Tra inaugurazioni e propaganda, resta il gap formativo accumulato in tre decenni di gestione amministrativa priva di infrastrutture chiave.

30 aprile 2026 10:38
Airola, scuole nuove e vecchi ritardi: il peso di trentatré anni -
Condividi

Ad Airola, la giunta comunale si appresta a inaugurare i nuovi edifici scolastici nel corso delle prossime settimane, cercando di presentare l’evento come una svolta epocale per la comunità. Tuttavia, dopo trentaquattro anni di presenza ininterrotta nelle stanze del potere cittadino, la leadership locale si trova a dover rispondere del cronico ritardo infrastrutturale che ha penalizzato generazioni di studenti. La pubblicazione del Piano Triennale dell'Offerta Formativa (PTOF) ha infatti scoperchiato una realtà amara: nonostante i nuovi muri, mancano ancora laboratori, biblioteche informatizzate e spazi sportivi adeguati, sollevando un caso politico sulla reale efficacia di una gestione che per oltre sei lustri non ha saputo garantire standard minimi di modernità educativa.

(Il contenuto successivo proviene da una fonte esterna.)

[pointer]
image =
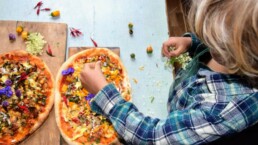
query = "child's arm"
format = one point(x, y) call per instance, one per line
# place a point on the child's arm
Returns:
point(187, 126)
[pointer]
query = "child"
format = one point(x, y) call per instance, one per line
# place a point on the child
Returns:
point(215, 96)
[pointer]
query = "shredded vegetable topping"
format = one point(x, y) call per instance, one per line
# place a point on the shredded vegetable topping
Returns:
point(35, 43)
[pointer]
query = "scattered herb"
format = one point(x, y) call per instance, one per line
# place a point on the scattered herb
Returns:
point(55, 13)
point(149, 49)
point(8, 82)
point(39, 4)
point(141, 68)
point(132, 55)
point(94, 42)
point(89, 97)
point(38, 11)
point(75, 32)
point(130, 25)
point(75, 99)
point(135, 81)
point(131, 31)
point(12, 37)
point(19, 29)
point(49, 51)
point(45, 9)
point(35, 43)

Il documento programmatico degli istituti scolastici cittadini parla chiaro e fotografa una situazione di profonda carenza che non può essere ignorata proprio nel momento dei festeggiamenti. La mancanza di laboratori linguistici, scientifici e musicali, unita all'assenza di aule magne e teatri, rappresenta un vuoto che ha reso gli studenti airolani meno competitivi rispetto ai coetanei di territori limitrofi. Chi ha amministrato la cosa pubblica per oltre trent'anni, occupandosi direttamente di edilizia e infrastrutture, dovrebbe oggi sentire il dovere morale di un mea culpa pubblico anziché limitarsi al rituale taglio del nastro, poiché il tempo perduto dai giovani non è recuperabile con una semplice cerimonia.

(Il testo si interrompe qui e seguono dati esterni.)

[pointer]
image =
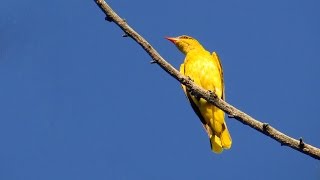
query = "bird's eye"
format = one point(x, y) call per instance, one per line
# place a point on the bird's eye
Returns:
point(185, 37)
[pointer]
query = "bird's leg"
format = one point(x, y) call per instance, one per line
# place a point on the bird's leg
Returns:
point(213, 92)
point(208, 130)
point(191, 91)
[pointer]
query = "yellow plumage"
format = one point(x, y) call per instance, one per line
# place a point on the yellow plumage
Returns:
point(206, 71)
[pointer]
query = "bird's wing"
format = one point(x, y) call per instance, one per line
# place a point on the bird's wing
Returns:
point(216, 58)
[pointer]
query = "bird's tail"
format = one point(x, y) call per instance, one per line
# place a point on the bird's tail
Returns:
point(221, 141)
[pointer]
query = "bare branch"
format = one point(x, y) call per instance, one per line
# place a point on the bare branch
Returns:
point(211, 97)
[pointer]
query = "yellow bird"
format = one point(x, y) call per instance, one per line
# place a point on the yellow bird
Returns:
point(206, 71)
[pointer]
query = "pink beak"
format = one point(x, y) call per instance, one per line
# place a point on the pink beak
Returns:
point(172, 39)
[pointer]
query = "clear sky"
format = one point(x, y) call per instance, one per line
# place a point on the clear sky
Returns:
point(78, 101)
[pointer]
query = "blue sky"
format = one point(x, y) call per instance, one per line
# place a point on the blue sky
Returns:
point(78, 101)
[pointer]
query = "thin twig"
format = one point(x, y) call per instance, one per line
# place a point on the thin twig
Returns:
point(211, 97)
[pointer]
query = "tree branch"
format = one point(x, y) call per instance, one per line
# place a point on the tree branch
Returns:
point(211, 97)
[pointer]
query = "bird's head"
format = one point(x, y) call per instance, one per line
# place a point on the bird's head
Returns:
point(185, 43)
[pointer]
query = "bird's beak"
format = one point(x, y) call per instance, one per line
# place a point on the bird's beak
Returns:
point(172, 39)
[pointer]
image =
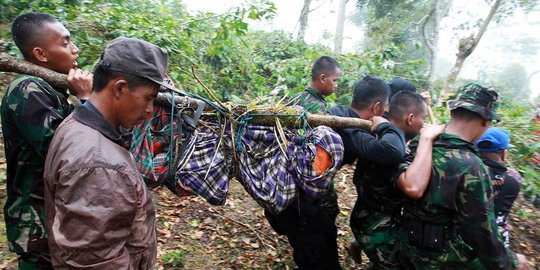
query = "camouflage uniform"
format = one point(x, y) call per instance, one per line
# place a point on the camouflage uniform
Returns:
point(31, 111)
point(375, 219)
point(310, 224)
point(453, 225)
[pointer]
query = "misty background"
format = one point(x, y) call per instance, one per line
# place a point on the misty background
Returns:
point(510, 44)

L'enfasi posta sulla costruzione del futuro appare stridente se confrontata con la realtà di un gap formativo che pesa sulle spalle di centinaia di ragazzi ormai adulti. In una società globale che premia esclusivamente il merito e le competenze tecniche, aver privato gli studenti degli strumenti necessari alla formazione significa averli consegnati a un mercato del lavoro con una preparazione più fragile. Queste mancanze non sono semplici disguidi tecnici, ma il risultato di una visione politica che per troppo tempo ha privilegiato l’intervento tardivo rispetto alla programmazione tempestiva, rendendo le attuali conquiste nient’altro che il parziale saldo di un debito contratto con la cittadinanza decenni fa.

La cittadinanza e le famiglie non chiedono narrazioni autocelebrative o slogan elettorali, ma pretendono verità e rispetto per i sacrifici compiuti in questi anni di precarietà scolastica. Parlare di innovazione oggi, senza riconoscere le responsabilità politiche di un trentennio di immobilismo, rischia di trasformare un atto dovuto in pura propaganda politica. Il futuro dei giovani airolani meritava di essere una priorità già molto tempo fa e solo attraverso una sincera assunzione di responsabilità si potrà finalmente iniziare a costruire un percorso che sia realmente all'altezza delle sfide contemporanee, lontano dalle passerelle e vicino ai bisogni reali degli studenti.